If you still do, as Mr. Coolovsky obviously proved, then of course Mr. Ever So Clever is going to tout to you what his other clients are squaring off. Specifically illiquid scrips. These need buyers, and if you’ve just announced yourself as a buyer and are asking what to buy, illiquid scrips that others are selling will definitely be touted to you for buying.

Also, a scrip doesn’t have to be illiquid to be touted. One can even be dealing with a very large order which a big player is looking to off-load at a relative peak. A whole set of brokers then does the rounds to get buyers interested.

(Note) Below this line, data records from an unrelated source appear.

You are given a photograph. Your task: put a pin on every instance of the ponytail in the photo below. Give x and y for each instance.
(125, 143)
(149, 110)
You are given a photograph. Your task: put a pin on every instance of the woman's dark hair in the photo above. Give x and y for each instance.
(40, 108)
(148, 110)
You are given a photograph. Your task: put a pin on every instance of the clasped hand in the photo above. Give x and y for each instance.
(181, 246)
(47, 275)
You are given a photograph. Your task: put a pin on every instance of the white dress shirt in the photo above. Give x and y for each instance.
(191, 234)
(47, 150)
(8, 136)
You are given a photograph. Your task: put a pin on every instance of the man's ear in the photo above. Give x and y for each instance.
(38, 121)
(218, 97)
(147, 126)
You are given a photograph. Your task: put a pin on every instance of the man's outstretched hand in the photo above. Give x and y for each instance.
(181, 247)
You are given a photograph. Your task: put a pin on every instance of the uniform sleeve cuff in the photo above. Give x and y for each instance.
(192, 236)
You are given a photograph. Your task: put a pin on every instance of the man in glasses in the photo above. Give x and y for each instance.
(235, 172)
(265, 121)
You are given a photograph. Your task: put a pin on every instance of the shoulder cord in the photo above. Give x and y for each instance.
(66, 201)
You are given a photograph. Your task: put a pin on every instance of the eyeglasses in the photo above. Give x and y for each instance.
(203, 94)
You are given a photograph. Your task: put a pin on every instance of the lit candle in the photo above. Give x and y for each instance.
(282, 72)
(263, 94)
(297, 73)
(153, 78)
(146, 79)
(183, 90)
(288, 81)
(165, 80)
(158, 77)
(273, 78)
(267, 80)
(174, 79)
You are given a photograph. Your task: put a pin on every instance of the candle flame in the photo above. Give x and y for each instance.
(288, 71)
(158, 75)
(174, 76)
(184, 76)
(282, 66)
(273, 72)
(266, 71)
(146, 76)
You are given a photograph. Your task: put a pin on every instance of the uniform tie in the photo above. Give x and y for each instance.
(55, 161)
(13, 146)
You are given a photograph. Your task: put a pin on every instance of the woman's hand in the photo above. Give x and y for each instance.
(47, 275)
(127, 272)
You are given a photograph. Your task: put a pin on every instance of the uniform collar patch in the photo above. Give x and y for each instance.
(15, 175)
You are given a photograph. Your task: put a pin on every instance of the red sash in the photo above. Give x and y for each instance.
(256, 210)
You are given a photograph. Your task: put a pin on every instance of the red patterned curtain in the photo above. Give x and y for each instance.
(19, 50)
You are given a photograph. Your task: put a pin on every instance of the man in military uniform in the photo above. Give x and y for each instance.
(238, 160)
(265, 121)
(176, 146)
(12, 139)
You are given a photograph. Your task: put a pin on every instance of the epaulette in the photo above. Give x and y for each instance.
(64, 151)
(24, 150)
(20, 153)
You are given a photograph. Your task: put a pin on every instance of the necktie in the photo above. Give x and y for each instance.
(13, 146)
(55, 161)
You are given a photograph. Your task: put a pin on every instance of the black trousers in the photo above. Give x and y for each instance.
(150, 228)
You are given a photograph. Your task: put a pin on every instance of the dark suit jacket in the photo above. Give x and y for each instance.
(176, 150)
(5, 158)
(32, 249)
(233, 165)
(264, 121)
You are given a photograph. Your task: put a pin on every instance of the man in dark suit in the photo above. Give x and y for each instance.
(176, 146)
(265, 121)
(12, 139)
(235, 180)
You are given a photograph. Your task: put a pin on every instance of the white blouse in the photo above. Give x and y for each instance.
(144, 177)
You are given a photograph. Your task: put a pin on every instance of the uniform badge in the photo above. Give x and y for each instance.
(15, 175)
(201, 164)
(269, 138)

The bottom-line is this – you are not giving your broker any kind of leeway with regards to what you are buying or selling. You need to do your own technicals, or fundamentals or whatever it is that you do, to gauge what is moving. You don’t ask what is moving.

On many occasions, rallies wind up soon after big players square off. This time was no different. Coolster had loaded himself with a scrip which had already peaked. With no buying pressure to push it up any further, its price started to sink.

Next set of mistakes.

He’d marked a vague stop-loss in his head because everyone had been ticking him off for not applying stops. Specifically our friend Mr. System Addict, remember him? He had been very vocal about it. Because the stop was vague, Mr. Cool wasn’t motivated enough to feed it into his trade as the price neared his stop.

Not feeding in a mental stop – mistake.

As the scrip’s price undershot his mental stop, Coolins did nothing except to hope it would climb back to his buy level, which is when he would exit.

Hoping in a trade – big mistake.

Not taking your loss once stop is undershot – even bigger mistake.

What happened after that can’t be called a mistake anymore (on humanitarian grounds), because Coolinsky had gone into freeze mode. The reason was the sinking scrip. Huge losses were piling up. Coolitzer answered two back to back margin calls in this frozen state of body and mind. He was frozen. Didn’t know what he was doing. Scrip didn’t turn back up before Mr. Cool was cleaned out.

This chronology of events is a kind of worst-case scenario. A grade F minus in an exam.

Every trade is an exam. One needs to tread carefully from step to step, from pre-trade preparation to actual trade to after-trade emotional wind-down.

Remember that, so you fare much, much … much, much better than our F minus candidate. And don’t worry about him, Mr. Cool-Dude will be back. He’s always able to get back, you’ve gotta give credit to Mr. Cool for that.